Let's build the product in Debug configuration first and look into Xcode build log files to verify the script is being run.

Hint: Where to find Xcode build logs: from the menu: View > Navigators > Show Log Navigator

Select the default group and the All Messages option: 

This is it for building in Debug configuration.

To fully complete the work we need to verify it builds correctly in Release configuration as well. It can be done by running a command-line build configured to Release (a default configuration setting on the Project) on the team's CI (Continuous Integration) server. But of course a better approach is to test it on a developer's Mac beforehand.
An Xcode's feature called Scheme comes handy here (more info). It allows to maintain multiple sets of targets each configured to a specific Build Configuration, i.e. Debug or Release.

A new scheme can be created via the Product > Scheme menu.

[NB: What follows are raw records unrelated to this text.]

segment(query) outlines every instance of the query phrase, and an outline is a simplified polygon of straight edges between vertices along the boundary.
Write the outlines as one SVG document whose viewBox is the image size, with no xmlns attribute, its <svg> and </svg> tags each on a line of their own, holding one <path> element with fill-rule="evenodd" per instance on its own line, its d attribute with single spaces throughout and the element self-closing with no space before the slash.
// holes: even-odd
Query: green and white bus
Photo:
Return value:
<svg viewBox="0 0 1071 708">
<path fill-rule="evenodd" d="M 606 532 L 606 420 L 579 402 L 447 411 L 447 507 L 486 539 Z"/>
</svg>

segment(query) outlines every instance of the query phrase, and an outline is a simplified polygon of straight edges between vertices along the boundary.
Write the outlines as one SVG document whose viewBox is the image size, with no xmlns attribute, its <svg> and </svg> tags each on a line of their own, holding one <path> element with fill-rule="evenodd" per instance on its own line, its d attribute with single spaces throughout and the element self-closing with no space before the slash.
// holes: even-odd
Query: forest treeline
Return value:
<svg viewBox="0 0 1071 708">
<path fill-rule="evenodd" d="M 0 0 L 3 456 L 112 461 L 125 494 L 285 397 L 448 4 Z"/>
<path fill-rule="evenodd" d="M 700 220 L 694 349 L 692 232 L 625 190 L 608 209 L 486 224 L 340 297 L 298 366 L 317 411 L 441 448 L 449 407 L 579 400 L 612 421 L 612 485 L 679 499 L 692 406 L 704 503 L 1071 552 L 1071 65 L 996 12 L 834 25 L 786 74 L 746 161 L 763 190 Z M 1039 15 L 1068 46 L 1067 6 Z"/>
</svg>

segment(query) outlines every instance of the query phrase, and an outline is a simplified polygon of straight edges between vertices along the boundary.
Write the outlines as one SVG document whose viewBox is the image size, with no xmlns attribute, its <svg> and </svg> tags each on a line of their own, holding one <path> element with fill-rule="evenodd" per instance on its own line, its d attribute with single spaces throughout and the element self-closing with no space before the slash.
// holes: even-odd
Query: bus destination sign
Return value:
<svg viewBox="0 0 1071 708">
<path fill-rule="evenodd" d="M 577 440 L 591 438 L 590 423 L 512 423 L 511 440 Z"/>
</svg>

Select Product > Scheme > Edit Scheme…, then Duplicate one of the existing schemes (1) and change the Build Configuration to Release (2):


After creating and configuring a new scheme, make it active by selecting it in Product > Scheme > iStockFutures-Release menu.
Build the app by running Product > Clean and Product > Build. When completed, check the build log file.

That should be all.

Ok, that's not been very complicated, why it took more time than expected? That's because a bulk went into attempting to figure out and tinkering with Xcode environment variables. 

Here is a couple things that helped.

How to print all Xcode environment variables:
Open a Terminal window, change the directory to the project directory, i.e. the one that contains <project_name>.xcodeproj file and run this command:

xcodebuild -project iStockFutures.xcodeproj -target "iStockFutures" -showBuildSettings > iStockFutures-build-settings.txt

All Xcode settings will be saved in the specified file. Replace iStockFutures with your project, of course.

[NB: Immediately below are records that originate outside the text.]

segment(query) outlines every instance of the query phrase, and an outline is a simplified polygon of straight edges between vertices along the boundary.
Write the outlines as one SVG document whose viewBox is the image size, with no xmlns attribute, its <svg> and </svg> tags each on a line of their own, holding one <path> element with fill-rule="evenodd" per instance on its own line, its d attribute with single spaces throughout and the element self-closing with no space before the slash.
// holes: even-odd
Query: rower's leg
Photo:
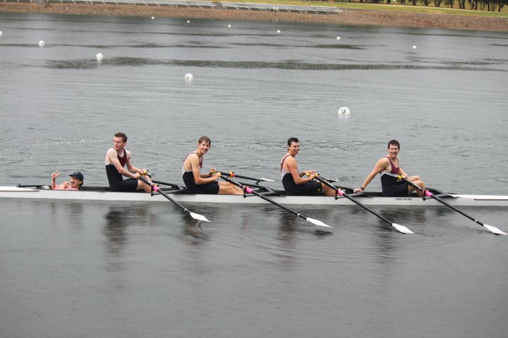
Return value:
<svg viewBox="0 0 508 338">
<path fill-rule="evenodd" d="M 242 195 L 243 190 L 228 182 L 219 182 L 219 194 L 221 195 Z"/>
</svg>

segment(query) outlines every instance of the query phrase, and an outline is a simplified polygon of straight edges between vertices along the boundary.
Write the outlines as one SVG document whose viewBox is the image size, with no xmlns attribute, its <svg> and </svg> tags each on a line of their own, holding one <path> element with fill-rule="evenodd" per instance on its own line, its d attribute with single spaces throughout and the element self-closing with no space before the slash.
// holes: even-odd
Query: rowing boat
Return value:
<svg viewBox="0 0 508 338">
<path fill-rule="evenodd" d="M 205 195 L 193 194 L 185 192 L 185 188 L 174 187 L 162 189 L 171 194 L 173 199 L 183 204 L 267 204 L 269 202 L 254 195 Z M 351 201 L 341 196 L 337 199 L 325 196 L 284 196 L 283 192 L 266 189 L 259 190 L 270 196 L 270 199 L 285 205 L 308 206 L 354 206 Z M 471 195 L 443 193 L 433 191 L 433 194 L 449 204 L 456 206 L 508 206 L 508 196 Z M 383 197 L 380 192 L 365 192 L 363 194 L 351 194 L 355 199 L 367 206 L 440 206 L 442 204 L 431 199 L 422 199 L 417 196 L 409 197 Z M 51 190 L 44 186 L 0 187 L 0 198 L 30 199 L 72 201 L 111 201 L 135 202 L 164 202 L 167 199 L 162 194 L 144 192 L 112 192 L 108 187 L 86 187 L 82 191 Z"/>
</svg>

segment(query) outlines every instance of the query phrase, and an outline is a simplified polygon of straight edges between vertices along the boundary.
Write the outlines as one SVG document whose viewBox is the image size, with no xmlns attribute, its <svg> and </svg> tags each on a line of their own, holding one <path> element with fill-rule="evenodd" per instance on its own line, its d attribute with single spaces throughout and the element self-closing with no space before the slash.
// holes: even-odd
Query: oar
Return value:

Official Xcode Build Settings Reference doc from Apple:

And a last tip - for successful builds the log file does not show too many details. However, add a faulty Run Script build phase, something like this for example:

cp ${SRCROOT}/file-that-doesnot-exist.txt ${BUILT_PRODUCTS_DIR}/file-that-doesnot-exist.txt

Build fails and the log file can be expanded to see quite a bit of details; it might be handy in understanding how the build works:


By the way, the Run Script approach can be used to copy not only Settings.bundle but other environment-specific files. For example, we also used the script to copy Development and UAT/Production security certificates that we use for 2-way SSL/TLS authentication.